Friday, September 11, 2015

Skull Crack vs. Causey Reservoir -- the tame name took hold

                         The South Fork of the Ogden River, just below Causey Reservoir.

OGDEN City was becoming desperate for more reliable water sources in 1920 and Skull Crack Canyon (part of today’s Causey Reservoir) was considered the best location for a dam.
“Skull Crack Canyon in South Fork Canyon is the most feasible place in which Ogden must look for its future water supply,” Mayor Frank Francis said in the Standard-Examiner of June 26, 1920.
A tour of the area that month convinced the Mayor that Skull Crack was the premier location.
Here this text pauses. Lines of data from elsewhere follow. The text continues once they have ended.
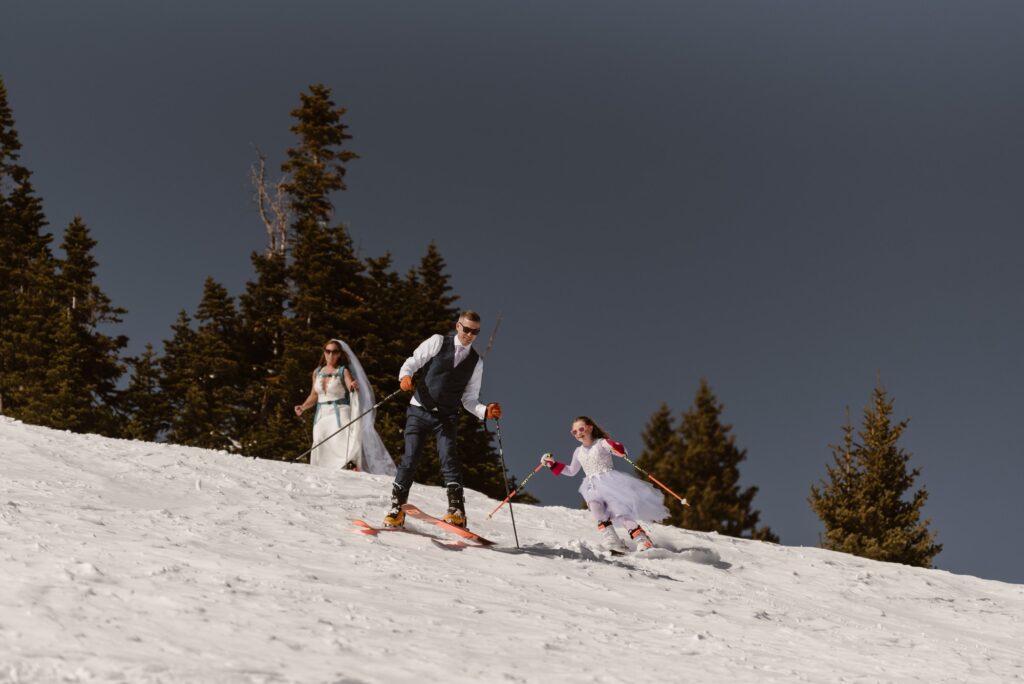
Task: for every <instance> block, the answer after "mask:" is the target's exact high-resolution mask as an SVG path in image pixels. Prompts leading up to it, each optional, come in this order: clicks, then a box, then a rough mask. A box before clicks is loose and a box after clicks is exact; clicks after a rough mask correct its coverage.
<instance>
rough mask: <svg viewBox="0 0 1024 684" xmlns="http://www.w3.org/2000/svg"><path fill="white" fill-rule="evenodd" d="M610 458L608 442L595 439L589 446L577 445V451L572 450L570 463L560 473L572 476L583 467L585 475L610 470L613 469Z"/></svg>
mask: <svg viewBox="0 0 1024 684" xmlns="http://www.w3.org/2000/svg"><path fill="white" fill-rule="evenodd" d="M611 458H612V454H611V448H610V447H609V446H608V442H606V441H605V440H604V439H595V440H594V442H593V443H592V444H591V445H590V446H584V445H583V444H580V445H579V446H577V451H574V452H572V463H570V464H569V465H568V466H566V467H565V470H563V471H562V472H561V474H562V475H567V476H572V475H575V474H577V473H578V472H580V468H583V472H584V473H585V474H586V475H587V477H591V476H593V475H600V474H602V473H606V472H610V471H611V470H614V467H613V466H612V465H611Z"/></svg>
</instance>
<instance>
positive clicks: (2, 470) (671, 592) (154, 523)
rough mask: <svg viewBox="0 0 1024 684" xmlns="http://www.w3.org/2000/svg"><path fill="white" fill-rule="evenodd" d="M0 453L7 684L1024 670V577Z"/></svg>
mask: <svg viewBox="0 0 1024 684" xmlns="http://www.w3.org/2000/svg"><path fill="white" fill-rule="evenodd" d="M0 454H2V469H0V540H2V546H0V682H18V683H20V682H131V683H133V684H134V683H138V682H228V683H234V682H239V683H266V684H269V683H276V682H334V683H347V684H355V683H360V682H366V683H370V682H410V681H424V682H431V681H444V682H550V681H560V682H602V683H603V682H674V681H681V680H685V681H695V682H726V681H727V682H766V681H778V682H783V681H784V682H794V681H798V682H801V681H807V682H881V681H885V682H907V681H920V682H939V681H963V682H1010V681H1024V624H1022V621H1024V586H1022V585H1012V584H1007V583H999V582H994V581H986V580H980V579H976V578H972V576H967V575H955V574H951V573H949V572H946V571H941V570H928V569H922V568H913V567H908V566H904V565H896V564H890V563H880V562H874V561H869V560H865V559H861V558H856V557H853V556H849V555H845V554H838V553H833V552H828V551H823V550H820V549H814V548H795V547H785V546H778V545H772V544H764V543H760V542H752V541H746V540H736V539H731V538H726V537H719V536H717V535H708V533H702V532H692V531H687V530H682V529H678V528H674V527H667V526H663V525H652V526H651V530H650V531H651V537H652V538H653V540H654V542H655V544H657V545H658V547H659V548H658V549H655V550H653V551H651V552H648V553H646V554H628V555H626V556H622V557H613V556H606V555H605V554H602V553H601V552H600V550H599V547H598V540H597V532H596V531H595V530H594V524H593V522H592V521H591V519H590V517H589V514H588V513H586V512H585V511H582V510H572V509H568V508H561V507H529V506H521V505H520V506H516V507H515V516H516V523H517V527H518V536H519V541H520V544H521V547H522V548H521V549H518V550H517V549H515V544H514V541H513V535H512V528H511V525H510V523H509V517H508V513H507V510H503V511H502V512H501V513H500V514H499V515H497V516H496V517H495V519H493V520H488V519H487V518H486V513H487V512H489V511H490V510H492V509H493V508H494V507H495V506H496V505H497V502H495V501H492V500H490V499H487V498H485V497H483V496H482V495H479V494H477V493H473V491H469V493H467V494H468V498H467V499H468V500H467V506H468V513H469V519H470V523H471V527H472V528H473V529H474V531H478V532H479V533H481V535H483V536H484V537H486V538H488V539H490V540H494V541H496V542H498V544H499V545H500V547H501V548H498V549H483V548H475V547H472V546H469V547H467V546H464V545H450V546H444V547H441V546H438V545H437V544H435V542H433V541H431V539H430V537H428V536H426V535H415V533H414V535H407V533H401V532H390V533H381V535H378V536H376V537H374V536H368V535H362V533H359V532H357V531H356V530H355V528H354V527H353V526H352V525H351V523H350V520H351V519H352V518H364V519H366V520H368V521H370V522H371V523H377V522H378V521H379V520H380V519H381V517H382V516H383V514H384V511H385V509H386V505H387V497H388V494H389V491H390V478H387V477H383V476H375V475H368V474H361V473H350V472H328V471H324V470H318V469H313V468H310V467H309V466H305V465H290V464H284V463H280V462H270V461H258V460H254V459H247V458H243V457H239V456H232V455H227V454H224V453H218V452H210V451H205V450H199V448H190V447H182V446H175V445H169V444H158V443H147V442H139V441H128V440H115V439H106V438H103V437H98V436H95V435H79V434H73V433H69V432H61V431H55V430H49V429H46V428H40V427H33V426H27V425H24V424H22V423H19V422H16V421H12V420H10V419H6V418H0ZM411 501H412V503H415V504H417V505H419V506H420V507H421V508H423V509H424V510H425V511H427V512H431V513H438V512H440V511H442V510H443V507H444V505H445V504H444V495H443V493H442V491H441V490H440V489H439V488H436V487H426V486H420V485H417V486H416V487H415V488H414V490H413V496H412V499H411ZM408 524H409V526H410V527H411V528H414V529H418V530H421V531H424V532H427V535H430V536H433V537H436V538H438V539H440V540H447V539H449V537H447V536H446V535H445V533H444V532H442V531H440V530H438V529H436V528H434V527H430V526H427V525H424V524H422V523H418V522H416V521H410V522H409V523H408ZM453 541H454V538H453ZM1006 543H1017V542H1016V541H1009V542H1006Z"/></svg>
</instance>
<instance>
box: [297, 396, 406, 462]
mask: <svg viewBox="0 0 1024 684" xmlns="http://www.w3.org/2000/svg"><path fill="white" fill-rule="evenodd" d="M401 391H402V390H401V389H400V388H399V389H396V390H394V391H393V392H391V393H390V394H388V395H387V396H385V397H384V398H383V399H381V400H380V401H378V402H377V403H375V404H374V405H372V407H370V408H369V409H367V410H366V411H364V412H362V413H361V414H359V415H358V416H356V417H355V418H353V419H352V420H350V421H348V422H347V423H345V424H344V425H342V426H341V427H340V428H338V429H337V430H335V431H334V432H332V433H331V434H329V435H328V436H326V437H324V438H323V439H321V440H319V441H318V442H316V443H315V444H313V445H312V446H310V447H309V448H307V450H306V451H304V452H302V453H301V454H299V455H298V456H296V457H295V458H294V459H286V460H285V463H294V462H296V461H298V460H299V459H301V458H302V457H303V456H305V455H306V454H311V453H312V451H313V450H314V448H316V447H317V446H319V445H321V444H323V443H324V442H325V441H327V440H328V439H330V438H331V437H333V436H334V435H336V434H338V433H339V432H341V431H342V430H344V429H345V428H347V427H348V426H350V425H353V424H355V423H356V422H358V420H359V419H360V418H362V417H364V416H366V415H367V414H369V413H370V412H372V411H375V410H376V409H377V407H379V405H381V404H382V403H384V402H385V401H387V400H388V399H390V398H391V397H393V396H395V395H396V394H400V393H401Z"/></svg>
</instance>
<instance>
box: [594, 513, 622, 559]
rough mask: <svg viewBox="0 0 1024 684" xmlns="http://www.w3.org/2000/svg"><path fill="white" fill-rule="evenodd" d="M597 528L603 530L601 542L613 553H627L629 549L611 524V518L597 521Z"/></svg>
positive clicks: (602, 545) (600, 530) (606, 549)
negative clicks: (607, 519) (623, 541)
mask: <svg viewBox="0 0 1024 684" xmlns="http://www.w3.org/2000/svg"><path fill="white" fill-rule="evenodd" d="M597 529H598V531H600V532H601V544H602V546H603V547H604V548H605V549H606V550H608V551H610V552H612V553H626V552H627V551H629V549H628V548H627V547H626V544H624V543H623V541H622V540H621V539H618V535H616V533H615V528H614V527H612V526H611V520H605V521H603V522H599V523H597Z"/></svg>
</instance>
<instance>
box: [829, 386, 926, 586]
mask: <svg viewBox="0 0 1024 684" xmlns="http://www.w3.org/2000/svg"><path fill="white" fill-rule="evenodd" d="M893 403H894V400H893V399H890V398H889V397H888V395H887V393H886V390H885V389H884V388H883V387H882V386H881V385H877V386H876V388H874V391H873V393H872V396H871V403H870V405H868V407H867V408H866V409H865V410H864V418H863V424H862V427H861V429H860V431H859V432H857V436H858V437H859V439H860V441H859V442H858V441H856V439H855V436H854V428H853V425H852V424H851V422H850V420H849V418H848V419H847V423H846V425H844V426H843V442H842V444H838V445H834V446H833V447H831V450H833V458H834V462H835V465H833V466H826V469H827V472H828V479H827V480H822V481H821V486H820V488H819V487H817V486H813V485H812V486H811V497H810V504H811V508H812V509H813V510H814V512H815V513H816V514H817V515H818V517H819V518H820V519H821V521H822V522H823V523H824V526H825V536H824V540H823V542H822V546H823V547H824V548H826V549H831V550H834V551H842V552H845V553H852V554H854V555H857V556H863V557H865V558H873V559H876V560H884V561H891V562H897V563H906V564H908V565H919V566H922V567H931V565H932V560H933V559H934V558H935V556H937V555H938V554H939V553H940V552H941V551H942V545H941V544H936V542H935V533H934V532H933V531H931V530H930V529H929V525H930V523H931V521H930V520H927V519H926V520H922V519H921V512H922V508H923V507H924V505H925V502H926V501H927V500H928V493H927V491H926V490H925V488H924V487H922V488H921V489H918V490H916V491H914V493H913V494H912V495H910V496H909V499H907V494H908V493H909V491H910V489H911V487H912V486H913V482H914V479H915V478H916V477H918V476H919V475H920V474H921V470H920V469H919V468H912V469H910V470H907V464H908V462H909V460H910V455H909V454H908V453H907V452H906V451H904V450H903V448H901V447H899V446H897V443H896V442H897V441H898V440H899V438H900V437H901V436H902V434H903V431H904V430H905V429H906V427H907V425H908V423H909V421H908V420H903V421H900V422H898V423H895V424H894V423H893V417H892V415H893Z"/></svg>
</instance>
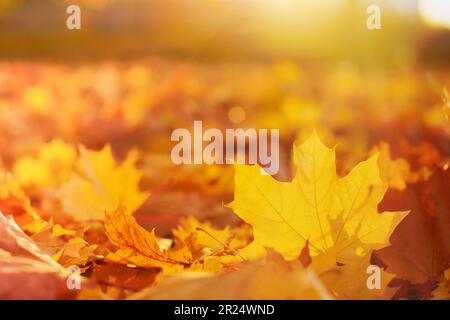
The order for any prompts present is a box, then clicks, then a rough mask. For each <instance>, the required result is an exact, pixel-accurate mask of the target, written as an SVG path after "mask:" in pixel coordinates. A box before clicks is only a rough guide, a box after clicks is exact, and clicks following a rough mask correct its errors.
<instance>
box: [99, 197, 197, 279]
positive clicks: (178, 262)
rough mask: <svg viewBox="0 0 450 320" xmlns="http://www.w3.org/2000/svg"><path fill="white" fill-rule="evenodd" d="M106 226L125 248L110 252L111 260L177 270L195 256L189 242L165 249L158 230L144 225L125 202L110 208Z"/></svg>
mask: <svg viewBox="0 0 450 320" xmlns="http://www.w3.org/2000/svg"><path fill="white" fill-rule="evenodd" d="M105 230H106V235H107V236H108V238H109V239H110V240H111V242H112V243H114V244H116V245H117V246H119V247H120V248H121V249H119V250H118V251H116V252H115V253H113V254H111V255H110V256H108V260H110V261H114V262H118V263H125V264H134V265H136V266H140V267H156V268H162V269H164V270H166V271H167V270H171V271H173V270H182V267H183V264H189V263H190V262H191V260H192V256H191V254H190V251H189V250H188V249H187V248H186V247H185V246H184V247H181V248H174V249H170V250H162V249H161V247H160V245H159V243H158V240H157V238H156V235H155V232H154V230H152V231H151V232H150V231H147V230H146V229H144V228H143V227H141V226H140V225H139V224H138V223H137V222H136V220H135V219H134V217H133V216H132V215H130V214H129V213H128V212H127V211H126V208H125V207H124V206H123V205H119V207H118V208H117V209H116V210H113V211H107V212H106V214H105Z"/></svg>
However, Mayor Francis did not receive the support needed for a dam and so Ogden simply had to drill more and deeper wells in its Artesian Well Park (located under the west end of Pineview Dam today), until Pineview Reservoir came along in 1937. Causey Reservoir, a part of Skull Crack Canyon, was not built until the 1960s, completed in 1966.
Skull Crack received its unusual name for a 19th Century hunter who was said to have hit his unruly mule over the head with his gun barrel, cracking the animal’s skull. However, Thomas Causey had built a sawmill in the Skull Crack area in pioneer times and it was his name that was chosen to eventually title the reservoir.
The same 1920 Standard story also reported that the Weber LDS Stake had selected a site in the meadows of South Fork for an upcoming “Fathers and Sons” outing. Young men participating in this would take the train to Huntsville and then hike up to the camp site.
More historical tidbits:
-Back in the automobile’s early days, 1911, an attempted hold up resulted in a wild chase – car vs. horse, in a stretch of country, between Lagoon and Ogden. According to a July 19 Standard story that year, a car driven by a Miss Guernsey of Ogden was accosted by a band of highwaymen on horseback. She refused to stop the vehicle, put it in high gear, drew up the glass windshield and outraced the robbers. They even fired 10 shots at the car. Miss Guernsey’s father was in the vehicle and he returned fire. No one was hit by any of the gunfire and a Davis County Sheriff eventually arrested several suspects.
-Some of the first known long-distance daily commuters along the Wasatch Front lived in Salt Lake City, but took a train to Ogden. “Work in Ogden, reside in S.L.” was an Oct. 17, 1920 Standard headline. More than 50 men from S.L. commuted to work in Ogden each weekday, spending more than two hours on the train. Most were employed by the Ogden Arsenal. Many men hoped to find homes in the Ogden area to lessen their work travel time.
-Finally, travel time from Salt Lake City to Bear Lake today is possible in just over two hours. However, in 1880, it was a full three-day trek. Because of rugged canyon travel and poor roads, it was no easy trip, according to the Logan Leader of Nov. 12, 1880.

1 comment:

  1. Woah this is a fantastic story! Especially the part about the car chase! How did you access that story?